Anyhow, Mr. Crow suddenly decided that he would have to fly southward, after all. He was disappointed, because he didn’t like the thought of having to make so long a journey. Moreover, he had his new blue coat with the yellow spots, which Mr. Frog had made for him. It was a handsome coat. And everybody said it was very becoming to Mr. Crow. But he knew it was altogether too warm to wear to his home in the South where the weather was sure to be mild.
“I’ll have to leave my new coat behind,” he said to himself in a sad voice. “It’s almost too heavy to wear even here, though it is fall. I hate to do it; but I’d better take it off and hide it somewhere. There might be some cold days next spring when I’d be glad of a thick, warm coat.”
So the old gentleman started to unbutton his new coat, which he had worn all day, ever since Mr. Frog had slipped it on him early in the morning. Anyone might think that it would have been an easy matter to unbutton the coat, for Mr. Frog had sewed a double row of big brown buttons down the front of it. But for some time Mr. Crow fumbled with one of them in vain.

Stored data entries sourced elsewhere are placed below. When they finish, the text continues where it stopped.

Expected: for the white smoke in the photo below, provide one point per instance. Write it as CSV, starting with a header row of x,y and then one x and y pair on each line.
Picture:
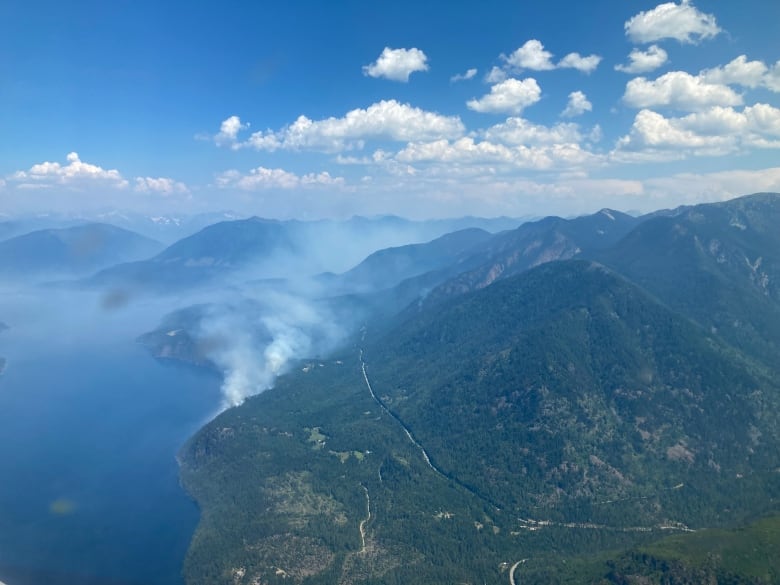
x,y
255,341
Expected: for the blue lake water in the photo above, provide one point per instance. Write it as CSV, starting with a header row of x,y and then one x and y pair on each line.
x,y
89,431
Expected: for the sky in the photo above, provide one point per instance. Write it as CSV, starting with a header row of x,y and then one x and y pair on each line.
x,y
310,109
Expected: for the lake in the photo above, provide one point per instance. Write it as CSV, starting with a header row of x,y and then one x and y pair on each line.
x,y
90,426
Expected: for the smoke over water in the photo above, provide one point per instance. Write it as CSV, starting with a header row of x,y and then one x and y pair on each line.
x,y
254,342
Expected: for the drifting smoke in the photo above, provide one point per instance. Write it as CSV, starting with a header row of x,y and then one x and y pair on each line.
x,y
255,342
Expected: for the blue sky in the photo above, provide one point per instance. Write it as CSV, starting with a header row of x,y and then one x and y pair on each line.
x,y
329,109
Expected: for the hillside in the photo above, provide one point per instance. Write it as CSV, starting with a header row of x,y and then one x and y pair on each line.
x,y
562,407
71,251
718,264
388,267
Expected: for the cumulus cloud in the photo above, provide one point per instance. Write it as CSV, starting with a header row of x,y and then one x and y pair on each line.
x,y
644,61
468,151
582,64
772,78
397,64
510,96
495,75
678,89
470,74
228,131
264,178
519,131
532,55
162,185
740,71
682,22
75,173
715,131
578,105
388,119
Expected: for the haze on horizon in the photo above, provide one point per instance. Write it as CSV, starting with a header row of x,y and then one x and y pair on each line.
x,y
306,110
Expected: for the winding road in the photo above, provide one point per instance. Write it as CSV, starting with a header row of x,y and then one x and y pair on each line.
x,y
398,420
512,571
366,521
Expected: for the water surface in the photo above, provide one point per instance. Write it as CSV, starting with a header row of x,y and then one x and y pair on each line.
x,y
89,429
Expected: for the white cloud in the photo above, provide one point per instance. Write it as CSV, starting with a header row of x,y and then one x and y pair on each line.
x,y
582,64
397,64
470,74
388,120
644,61
228,131
519,131
719,186
678,89
532,55
468,151
739,71
495,75
772,78
578,105
714,132
510,96
162,185
264,178
682,22
76,173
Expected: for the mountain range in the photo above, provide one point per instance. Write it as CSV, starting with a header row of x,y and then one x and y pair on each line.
x,y
71,251
566,388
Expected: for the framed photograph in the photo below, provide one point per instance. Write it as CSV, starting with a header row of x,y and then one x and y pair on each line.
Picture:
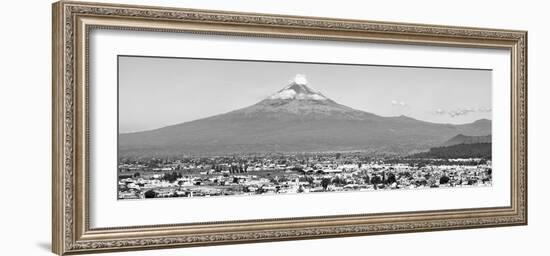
x,y
179,127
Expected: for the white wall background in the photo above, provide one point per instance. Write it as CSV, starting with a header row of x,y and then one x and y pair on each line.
x,y
25,150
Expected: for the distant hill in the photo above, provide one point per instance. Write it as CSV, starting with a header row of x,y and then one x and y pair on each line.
x,y
465,139
295,119
471,150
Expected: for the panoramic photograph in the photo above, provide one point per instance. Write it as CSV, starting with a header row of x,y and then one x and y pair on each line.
x,y
192,128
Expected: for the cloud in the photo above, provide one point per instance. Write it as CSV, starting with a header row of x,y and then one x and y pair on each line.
x,y
398,103
461,111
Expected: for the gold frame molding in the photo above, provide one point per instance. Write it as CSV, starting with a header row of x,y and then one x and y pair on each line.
x,y
72,22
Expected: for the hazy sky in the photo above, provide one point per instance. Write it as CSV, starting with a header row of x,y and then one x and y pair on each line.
x,y
156,92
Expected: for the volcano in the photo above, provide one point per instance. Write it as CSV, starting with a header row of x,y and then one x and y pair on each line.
x,y
295,119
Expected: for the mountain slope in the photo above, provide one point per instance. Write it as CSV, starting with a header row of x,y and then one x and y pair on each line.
x,y
464,139
294,119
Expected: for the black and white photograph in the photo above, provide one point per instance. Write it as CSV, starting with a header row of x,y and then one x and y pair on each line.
x,y
195,127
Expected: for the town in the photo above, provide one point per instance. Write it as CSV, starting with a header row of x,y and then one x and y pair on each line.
x,y
270,173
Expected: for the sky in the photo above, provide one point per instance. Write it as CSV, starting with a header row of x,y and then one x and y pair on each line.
x,y
156,92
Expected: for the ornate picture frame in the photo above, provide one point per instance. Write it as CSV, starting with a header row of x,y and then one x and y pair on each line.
x,y
72,23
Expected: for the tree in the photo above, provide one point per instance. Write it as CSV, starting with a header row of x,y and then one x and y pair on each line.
x,y
325,182
375,180
150,194
391,179
367,179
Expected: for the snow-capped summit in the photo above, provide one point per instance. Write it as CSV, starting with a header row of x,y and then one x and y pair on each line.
x,y
298,89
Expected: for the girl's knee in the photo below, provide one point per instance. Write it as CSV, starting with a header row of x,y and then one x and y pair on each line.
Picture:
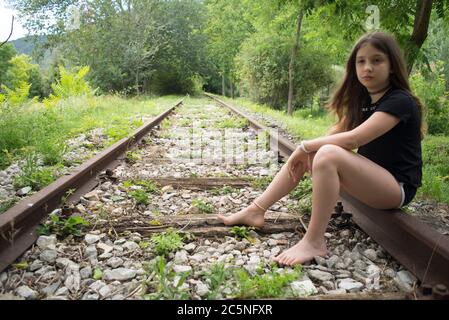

“Ha!” he exclaimed at last. “This is stupid of me! I’m trying to unbutton the wrong row of buttons.” Then he fumbled with one of the buttons of the other row. But strange to say, he was no more successful than before. He struggled with all the buttons in that row (there were five of them). And then he tried the other five, one after another.
Mr. Crow couldn’t understand it. He wanted more than ever to take the coat off, because his efforts to unbutton it had made him quite warm.
“I shall have get somebody to help me,” he said at last. “It may be that my eyesight is failing—though I haven’t noticed before that there was anything the matter with it.... There’s my cousin, Jasper Jay! I’ll ask him to unbutton my coat.” And he called to Jasper, who had just alighted on a stump not far away.
To Mr. Crow’s dismay, his cousin refused to assist him.
“I know you too well,” said Jasper Jay. “You want to play some trick on me. If the buttons were on the back of your coat I might help you. But they’re right in front of you; and they’re so big that a blind person couldn’t help finding them, even on the darkest night.... No! You can’t fool me this time!”
“Very well!” Mr. Crow croaked. “If you won’t help me, there are plenty of other people who’ll be glad to.” And he flew away in something very like a temper.
To Mr. Crow’s surprise he couldn’t find anyone that would unbutton his new coat for him; like Jasper Jay, everybody was afraid that Mr. Crow meant to play a trick on him.
Mr. Crow was beginning to be frightened. He had called on all his friends in Pleasant Valley except one. And if that one should refuse, Mr. Crow didn’t know what he could do. He had liked his spotted coat. But now he began to hate it. And he wanted to slip out of it and never see it again.